Lange Jahre geisterte er als Schlagwort durch Medien und Diskussionsrunden: der digitale Wandel. Inzwischen ist er da und immer mehr konkrete Anwendungen halten Einzug in den Unternehmensalltag. Digitalisierte Informationen beschleunigen Prozesse und machen sie effizienter. Sie sind der Schlüssel zu neuen Wertschöpfungspotenzialen und Geschäftsmodellen. Und längst ist klar: Unternehmen, die diesen Schlüssel konsequent einsetzen, rücken damit näher an ihre Kunden und deren Bedürfnisse heran, straffen ihre Abläufe und verschaffen sich so einen Wettbewerbsvorsprung.
Das gilt nicht zuletzt für die Instandhaltung und Wartung von Heizungsanlagen. Punktgenau ausgelieferte, auf die jeweilige Situation zugeschnittene Informationen reduzieren Ausfallzeiten signifikant und senken zugleich den Wartungsaufwand. Mehr noch: Konsequent angewandt, sind mit den digitalen Möglichkeiten ganz neue Maintenance- und Wertschöpfungsmodelle realisierbar.
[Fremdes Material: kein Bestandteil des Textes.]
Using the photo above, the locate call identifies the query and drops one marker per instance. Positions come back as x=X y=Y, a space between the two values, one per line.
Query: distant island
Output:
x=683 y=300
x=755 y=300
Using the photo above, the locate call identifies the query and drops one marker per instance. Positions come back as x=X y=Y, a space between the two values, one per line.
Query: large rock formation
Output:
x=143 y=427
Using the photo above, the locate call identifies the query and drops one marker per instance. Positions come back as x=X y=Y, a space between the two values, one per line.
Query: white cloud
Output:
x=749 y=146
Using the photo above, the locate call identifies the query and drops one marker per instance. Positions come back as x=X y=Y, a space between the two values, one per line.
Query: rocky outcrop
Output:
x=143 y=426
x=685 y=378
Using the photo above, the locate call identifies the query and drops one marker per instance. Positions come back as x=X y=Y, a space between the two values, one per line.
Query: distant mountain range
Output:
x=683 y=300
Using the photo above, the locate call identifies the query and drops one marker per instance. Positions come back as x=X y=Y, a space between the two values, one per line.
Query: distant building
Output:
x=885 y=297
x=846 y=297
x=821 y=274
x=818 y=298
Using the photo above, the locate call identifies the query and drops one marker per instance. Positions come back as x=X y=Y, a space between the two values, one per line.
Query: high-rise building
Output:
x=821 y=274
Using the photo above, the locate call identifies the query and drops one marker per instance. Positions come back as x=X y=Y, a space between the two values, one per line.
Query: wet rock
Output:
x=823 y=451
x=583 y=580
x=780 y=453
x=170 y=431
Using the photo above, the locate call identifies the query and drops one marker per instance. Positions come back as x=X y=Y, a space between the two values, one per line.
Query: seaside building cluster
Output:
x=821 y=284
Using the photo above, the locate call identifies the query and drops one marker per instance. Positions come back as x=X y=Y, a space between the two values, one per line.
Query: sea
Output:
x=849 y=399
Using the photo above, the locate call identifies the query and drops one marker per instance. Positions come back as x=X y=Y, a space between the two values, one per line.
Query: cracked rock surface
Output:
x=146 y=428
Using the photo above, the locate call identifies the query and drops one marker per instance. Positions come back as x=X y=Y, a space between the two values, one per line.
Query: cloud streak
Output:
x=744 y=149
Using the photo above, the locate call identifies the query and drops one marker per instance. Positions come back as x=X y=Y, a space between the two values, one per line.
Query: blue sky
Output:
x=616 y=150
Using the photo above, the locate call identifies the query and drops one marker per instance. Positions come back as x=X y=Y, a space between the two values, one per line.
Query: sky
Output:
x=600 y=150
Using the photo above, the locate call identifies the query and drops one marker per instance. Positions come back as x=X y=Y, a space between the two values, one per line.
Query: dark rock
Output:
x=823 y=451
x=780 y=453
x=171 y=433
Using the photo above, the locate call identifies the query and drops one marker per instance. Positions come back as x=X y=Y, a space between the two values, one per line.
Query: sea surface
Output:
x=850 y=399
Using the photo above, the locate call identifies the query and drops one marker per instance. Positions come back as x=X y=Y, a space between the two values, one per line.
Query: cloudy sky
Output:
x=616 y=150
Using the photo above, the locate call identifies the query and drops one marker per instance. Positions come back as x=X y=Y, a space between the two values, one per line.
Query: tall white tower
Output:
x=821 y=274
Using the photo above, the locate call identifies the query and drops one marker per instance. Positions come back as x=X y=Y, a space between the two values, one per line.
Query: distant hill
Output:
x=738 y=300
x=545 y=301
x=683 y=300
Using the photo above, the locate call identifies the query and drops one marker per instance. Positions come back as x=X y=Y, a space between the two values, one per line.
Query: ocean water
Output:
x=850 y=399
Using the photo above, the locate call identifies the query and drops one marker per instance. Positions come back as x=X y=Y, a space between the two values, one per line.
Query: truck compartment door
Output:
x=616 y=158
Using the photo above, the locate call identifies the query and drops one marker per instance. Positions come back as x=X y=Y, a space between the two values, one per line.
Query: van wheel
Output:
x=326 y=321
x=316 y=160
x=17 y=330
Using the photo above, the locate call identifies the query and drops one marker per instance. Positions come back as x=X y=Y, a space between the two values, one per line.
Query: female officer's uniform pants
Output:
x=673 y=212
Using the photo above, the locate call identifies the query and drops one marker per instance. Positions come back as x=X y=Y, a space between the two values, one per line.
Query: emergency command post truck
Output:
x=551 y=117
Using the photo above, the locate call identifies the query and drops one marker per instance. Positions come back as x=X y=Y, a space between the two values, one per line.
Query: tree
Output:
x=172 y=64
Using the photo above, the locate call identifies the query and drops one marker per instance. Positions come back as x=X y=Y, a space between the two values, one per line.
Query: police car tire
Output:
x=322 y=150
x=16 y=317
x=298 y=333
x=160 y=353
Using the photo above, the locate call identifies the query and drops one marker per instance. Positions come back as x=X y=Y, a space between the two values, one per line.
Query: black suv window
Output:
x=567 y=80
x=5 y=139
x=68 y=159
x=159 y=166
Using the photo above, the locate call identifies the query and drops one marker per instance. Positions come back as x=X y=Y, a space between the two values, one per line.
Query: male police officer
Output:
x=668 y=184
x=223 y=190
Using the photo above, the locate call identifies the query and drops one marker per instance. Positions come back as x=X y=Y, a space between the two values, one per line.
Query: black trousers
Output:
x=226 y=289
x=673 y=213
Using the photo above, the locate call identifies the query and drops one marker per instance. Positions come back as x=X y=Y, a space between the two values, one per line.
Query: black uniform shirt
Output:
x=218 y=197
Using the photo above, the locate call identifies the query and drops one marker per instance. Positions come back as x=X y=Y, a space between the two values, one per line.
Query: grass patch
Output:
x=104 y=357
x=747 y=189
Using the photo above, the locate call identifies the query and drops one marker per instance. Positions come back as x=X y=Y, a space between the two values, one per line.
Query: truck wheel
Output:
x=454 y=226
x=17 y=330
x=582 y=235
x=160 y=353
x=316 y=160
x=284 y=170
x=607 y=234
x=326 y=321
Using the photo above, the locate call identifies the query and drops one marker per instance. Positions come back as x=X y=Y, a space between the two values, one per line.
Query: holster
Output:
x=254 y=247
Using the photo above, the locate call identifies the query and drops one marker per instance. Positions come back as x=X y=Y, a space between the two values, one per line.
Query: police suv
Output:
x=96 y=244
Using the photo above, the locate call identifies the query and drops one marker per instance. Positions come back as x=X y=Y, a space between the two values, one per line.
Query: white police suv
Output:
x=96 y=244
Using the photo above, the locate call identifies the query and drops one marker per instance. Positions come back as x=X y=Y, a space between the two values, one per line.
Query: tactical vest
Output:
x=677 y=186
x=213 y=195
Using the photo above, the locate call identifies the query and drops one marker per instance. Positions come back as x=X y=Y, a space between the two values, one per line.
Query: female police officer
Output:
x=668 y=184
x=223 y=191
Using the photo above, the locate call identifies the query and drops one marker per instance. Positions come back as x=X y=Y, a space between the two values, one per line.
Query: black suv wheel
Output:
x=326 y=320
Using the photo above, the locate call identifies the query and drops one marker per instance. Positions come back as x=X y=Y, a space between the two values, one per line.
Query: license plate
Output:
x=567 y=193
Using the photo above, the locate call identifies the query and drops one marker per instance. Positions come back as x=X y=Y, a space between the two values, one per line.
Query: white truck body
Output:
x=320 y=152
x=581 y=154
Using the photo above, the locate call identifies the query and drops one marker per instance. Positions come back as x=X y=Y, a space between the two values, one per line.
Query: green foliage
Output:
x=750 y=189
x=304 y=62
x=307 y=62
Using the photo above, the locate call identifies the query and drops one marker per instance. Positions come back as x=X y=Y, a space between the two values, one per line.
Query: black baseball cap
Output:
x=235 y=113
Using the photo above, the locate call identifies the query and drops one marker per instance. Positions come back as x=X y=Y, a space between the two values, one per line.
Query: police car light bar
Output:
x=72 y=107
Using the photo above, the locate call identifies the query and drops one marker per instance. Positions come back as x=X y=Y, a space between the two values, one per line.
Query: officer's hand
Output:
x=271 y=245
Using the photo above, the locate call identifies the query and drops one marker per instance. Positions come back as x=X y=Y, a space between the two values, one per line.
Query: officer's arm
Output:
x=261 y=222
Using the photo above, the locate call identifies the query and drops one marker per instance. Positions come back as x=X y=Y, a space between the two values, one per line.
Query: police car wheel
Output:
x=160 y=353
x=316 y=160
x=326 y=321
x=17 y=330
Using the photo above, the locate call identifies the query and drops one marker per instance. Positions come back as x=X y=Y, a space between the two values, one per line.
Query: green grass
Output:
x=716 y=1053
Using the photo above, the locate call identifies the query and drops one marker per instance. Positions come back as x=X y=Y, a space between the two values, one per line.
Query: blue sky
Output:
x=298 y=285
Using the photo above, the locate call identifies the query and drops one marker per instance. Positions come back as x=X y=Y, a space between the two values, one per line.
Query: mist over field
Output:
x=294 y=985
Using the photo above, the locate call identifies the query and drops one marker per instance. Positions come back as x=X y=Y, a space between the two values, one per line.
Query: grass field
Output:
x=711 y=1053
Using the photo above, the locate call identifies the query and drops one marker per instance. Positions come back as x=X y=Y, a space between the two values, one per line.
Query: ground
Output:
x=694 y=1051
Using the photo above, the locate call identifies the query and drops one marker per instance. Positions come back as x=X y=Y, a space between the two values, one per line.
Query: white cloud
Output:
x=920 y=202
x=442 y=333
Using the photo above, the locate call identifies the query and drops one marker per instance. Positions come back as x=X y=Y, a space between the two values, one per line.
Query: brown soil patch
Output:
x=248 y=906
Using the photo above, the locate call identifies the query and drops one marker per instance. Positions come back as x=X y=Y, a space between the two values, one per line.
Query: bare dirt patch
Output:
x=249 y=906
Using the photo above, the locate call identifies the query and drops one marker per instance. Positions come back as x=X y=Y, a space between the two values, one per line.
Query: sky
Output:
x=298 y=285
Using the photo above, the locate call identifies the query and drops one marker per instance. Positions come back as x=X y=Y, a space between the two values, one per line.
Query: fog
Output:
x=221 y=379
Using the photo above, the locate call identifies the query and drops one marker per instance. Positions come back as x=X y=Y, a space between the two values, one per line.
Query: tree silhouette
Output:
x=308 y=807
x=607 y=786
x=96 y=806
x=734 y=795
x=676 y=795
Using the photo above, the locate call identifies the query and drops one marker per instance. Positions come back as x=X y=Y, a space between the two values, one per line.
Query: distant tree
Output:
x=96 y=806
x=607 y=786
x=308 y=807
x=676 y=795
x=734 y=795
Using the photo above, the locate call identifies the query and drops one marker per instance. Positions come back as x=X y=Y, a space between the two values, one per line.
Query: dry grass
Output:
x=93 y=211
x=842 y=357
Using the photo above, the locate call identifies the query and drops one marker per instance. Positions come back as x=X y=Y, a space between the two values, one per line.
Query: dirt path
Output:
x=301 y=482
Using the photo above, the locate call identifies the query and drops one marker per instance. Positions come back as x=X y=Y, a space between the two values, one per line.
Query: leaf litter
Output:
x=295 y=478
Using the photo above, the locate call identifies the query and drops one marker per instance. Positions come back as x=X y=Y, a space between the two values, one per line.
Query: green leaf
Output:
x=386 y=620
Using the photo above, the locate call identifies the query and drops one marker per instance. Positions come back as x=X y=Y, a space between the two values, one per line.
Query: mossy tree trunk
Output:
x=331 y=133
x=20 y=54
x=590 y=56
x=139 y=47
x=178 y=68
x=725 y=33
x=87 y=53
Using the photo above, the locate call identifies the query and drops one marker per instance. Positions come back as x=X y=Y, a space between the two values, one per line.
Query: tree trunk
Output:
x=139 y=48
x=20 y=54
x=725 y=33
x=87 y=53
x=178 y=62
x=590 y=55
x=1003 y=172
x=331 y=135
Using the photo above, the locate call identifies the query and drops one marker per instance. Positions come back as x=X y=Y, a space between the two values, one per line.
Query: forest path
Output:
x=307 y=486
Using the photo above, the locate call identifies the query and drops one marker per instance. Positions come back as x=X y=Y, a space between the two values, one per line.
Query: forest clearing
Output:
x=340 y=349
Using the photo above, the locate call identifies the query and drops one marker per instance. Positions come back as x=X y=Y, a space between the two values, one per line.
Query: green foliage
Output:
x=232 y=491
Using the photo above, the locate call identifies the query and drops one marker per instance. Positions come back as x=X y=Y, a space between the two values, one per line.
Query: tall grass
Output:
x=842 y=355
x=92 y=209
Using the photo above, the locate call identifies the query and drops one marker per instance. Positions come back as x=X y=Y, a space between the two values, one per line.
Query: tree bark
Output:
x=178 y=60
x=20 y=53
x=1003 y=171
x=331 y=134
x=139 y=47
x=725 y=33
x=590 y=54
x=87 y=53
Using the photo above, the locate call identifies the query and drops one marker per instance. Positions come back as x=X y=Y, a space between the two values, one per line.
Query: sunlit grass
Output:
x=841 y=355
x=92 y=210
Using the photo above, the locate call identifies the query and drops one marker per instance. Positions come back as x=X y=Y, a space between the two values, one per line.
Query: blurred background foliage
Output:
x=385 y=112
Support-Strukturen optimieren
„Die Anfragen von Unternehmen, die ihre Support-Strukturen optimieren wollen, häufen sich“, erzählt Michael Sittek, CEO des auf digitalen Wissenstransfer spezialisierten Unternehmens Core Learning Production (CLP) mit Sitz in München. „Das hat vor allem drei Gründe: Zum einen ist guter After-Sales-Service heute mehr denn je ein entscheidendes Wettbewerbskriterium. Zum anderen suchen immer mehr Unternehmen Wege, ihren Kunden und Wiederverkäufern guten Service zu bieten, ohne zu viel Insiderwissen preiszugeben. Das Meiste davon benötigen sie ohnehin nie oder sie haben im Bedarfsfall keinen Zugriff darauf. Oder, und das ist durchaus eine konkrete Gefahr, sie machen sich über das Innenleben von Konkurrenzprodukten schlau, Stichwort Industriespionage. Drittens schließlich erfordert der zunehmende Fachkräftemangel adäquate Antworten.“
Eine solche Antwort ist digitalisiertes Wissen, das genau dann zur Verfügung steht, wenn es benötigt wird. Denn damit lassen sich zum Beispiel angelernte Servicekräfte in die Lage versetzen, Wartungs- und Reparaturarbeiten korrekt auszuführen, für die sonst ein höher qualifizierter Kollege erforderlich wäre. Aber auch intensiv geschulte Mitarbeiter profitieren davon. Situationsbezogene Informationen helfen ihnen, Fehler schneller zu erkennen und zu beheben, oder auch nur ihre Arbeiten effizienter zu gestalten.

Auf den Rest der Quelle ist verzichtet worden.